Published on: February 21, 2014
by Finola Brennan for Donegal Democrat:
Would you believe up to 20 years ago there was hardly any data on women’s health beyond that of the functions of women’s reproductive organs?
In this article I share the views of Women’s health expert, Dr. Paula Johnson, a pioneering doctor in the USA. Paula was very close to her grandmother, but at the age of 60, Paula’s grandmother developed a deep life-altering depression from which she never recovered. It was this illness which led Paula to study medicine and follow a lifelong quest to improve the health of women.
“All over the world women are 70% more likely to experience depression over their lifetimes compared with men,” Paula said.
“Even with this prevalence women are misdiagnosed 30-50% of the time.”
We know that women are more likely to experience the symptoms of fatigue, sleep disturbance pain and anxiety compared with men and these symptoms are overlooked as symptoms of depression. And it isn’t only just in depression that these gender differences occur, it is found in many other diseases as well.
Today we know that every cell in the human body has a sex, which means that men and women are different right down to the cellular and molecular levels. This means men and women are different from our brains, our hearts, and our lungs right down to our joints . . . . we are different.
And yes, I can see many a man nodding at this statement and saying to himself: “Don’t I know it”, but the question is what do we do with this knowledge?
In 1993 the National Institute of Health (NIH )Revitalisation Act was signed into law in the USA which mandated that women and minorities be included in clinical trials that were funded by the NIH. As a result of this research, it is now known that men and women experience disease differently.

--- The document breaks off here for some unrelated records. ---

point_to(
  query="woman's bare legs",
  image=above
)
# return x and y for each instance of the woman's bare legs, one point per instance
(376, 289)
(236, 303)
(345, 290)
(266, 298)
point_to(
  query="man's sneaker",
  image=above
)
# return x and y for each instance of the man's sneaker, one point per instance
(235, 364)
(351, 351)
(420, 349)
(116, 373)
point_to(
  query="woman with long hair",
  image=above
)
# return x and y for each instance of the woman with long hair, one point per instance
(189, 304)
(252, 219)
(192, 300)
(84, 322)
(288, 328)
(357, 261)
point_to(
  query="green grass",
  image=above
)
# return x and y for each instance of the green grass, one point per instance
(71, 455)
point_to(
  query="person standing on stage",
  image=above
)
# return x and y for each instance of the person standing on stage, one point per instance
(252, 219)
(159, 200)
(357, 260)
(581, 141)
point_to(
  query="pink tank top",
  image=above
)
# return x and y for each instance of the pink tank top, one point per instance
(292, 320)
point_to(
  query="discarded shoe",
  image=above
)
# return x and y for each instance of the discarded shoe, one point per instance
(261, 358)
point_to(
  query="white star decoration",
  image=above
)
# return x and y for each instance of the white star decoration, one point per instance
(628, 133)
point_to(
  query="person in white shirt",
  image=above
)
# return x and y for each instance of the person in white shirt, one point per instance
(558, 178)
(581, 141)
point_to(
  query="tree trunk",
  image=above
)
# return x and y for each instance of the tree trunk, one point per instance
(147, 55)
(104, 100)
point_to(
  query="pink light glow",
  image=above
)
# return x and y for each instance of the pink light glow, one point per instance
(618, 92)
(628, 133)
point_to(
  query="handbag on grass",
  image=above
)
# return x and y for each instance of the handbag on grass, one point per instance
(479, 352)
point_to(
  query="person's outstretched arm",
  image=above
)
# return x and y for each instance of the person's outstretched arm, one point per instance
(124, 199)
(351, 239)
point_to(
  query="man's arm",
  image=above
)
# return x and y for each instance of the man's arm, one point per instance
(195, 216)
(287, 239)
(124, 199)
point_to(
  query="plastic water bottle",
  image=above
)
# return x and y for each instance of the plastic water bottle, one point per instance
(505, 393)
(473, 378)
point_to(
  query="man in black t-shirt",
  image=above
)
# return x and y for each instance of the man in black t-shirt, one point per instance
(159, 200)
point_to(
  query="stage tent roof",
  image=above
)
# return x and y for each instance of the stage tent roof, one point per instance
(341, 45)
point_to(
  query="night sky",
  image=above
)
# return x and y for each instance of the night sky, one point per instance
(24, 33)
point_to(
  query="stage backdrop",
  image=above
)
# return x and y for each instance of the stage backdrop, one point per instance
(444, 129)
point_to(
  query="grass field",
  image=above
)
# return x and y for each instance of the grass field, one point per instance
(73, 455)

However, what is learnt is very often overlooked, which begs the question, ‘Why leave women’s health to chance?’
Dr. Paula believes firstly that there is much more to learn and to know about the extent of the differences between men and women’s health, and secondly that what is known is not routinely included in clinical care.
She cites three examples where sex differences have impacted on the health of women. Heart disease is the number one killer of women in the USA. Her research has shown that the plaque is more likely to be throughout the veins of the heart in a woman and therefore women’s heart disease must be treated differently.
Lung cancer is the biggest cancer killer in the USA. Today what is known is that women who have never smoked are three times more likely to be diagnosed with lung cancer than men who have never smoked. However, when women are diagnosed with lung cancer their survival is better than men, especially in young women as they have more oestrogen in their body. This finding may provide hope and an opportunity to save lives.
Depression is the number one cause of disability in women in the world today. Differences in the brains of men and women can be clearly seen in a functional MRI where men and women are exposed to the same stress yet brain research to date is been carried out on 66% of male animals or on animals where the sex is not identified.
Dr. Paula Johnson and many other scientists believe they are on the verge of dramatically helping the health of women. “We know that every cell has a sex, we know that this is often overlooked and we know that women are not getting the full benefit of modern science and medicine. We have the tools, but we lack the collective will and momentum.
“Women’s health is an equal rights issue as important as is equal pay.”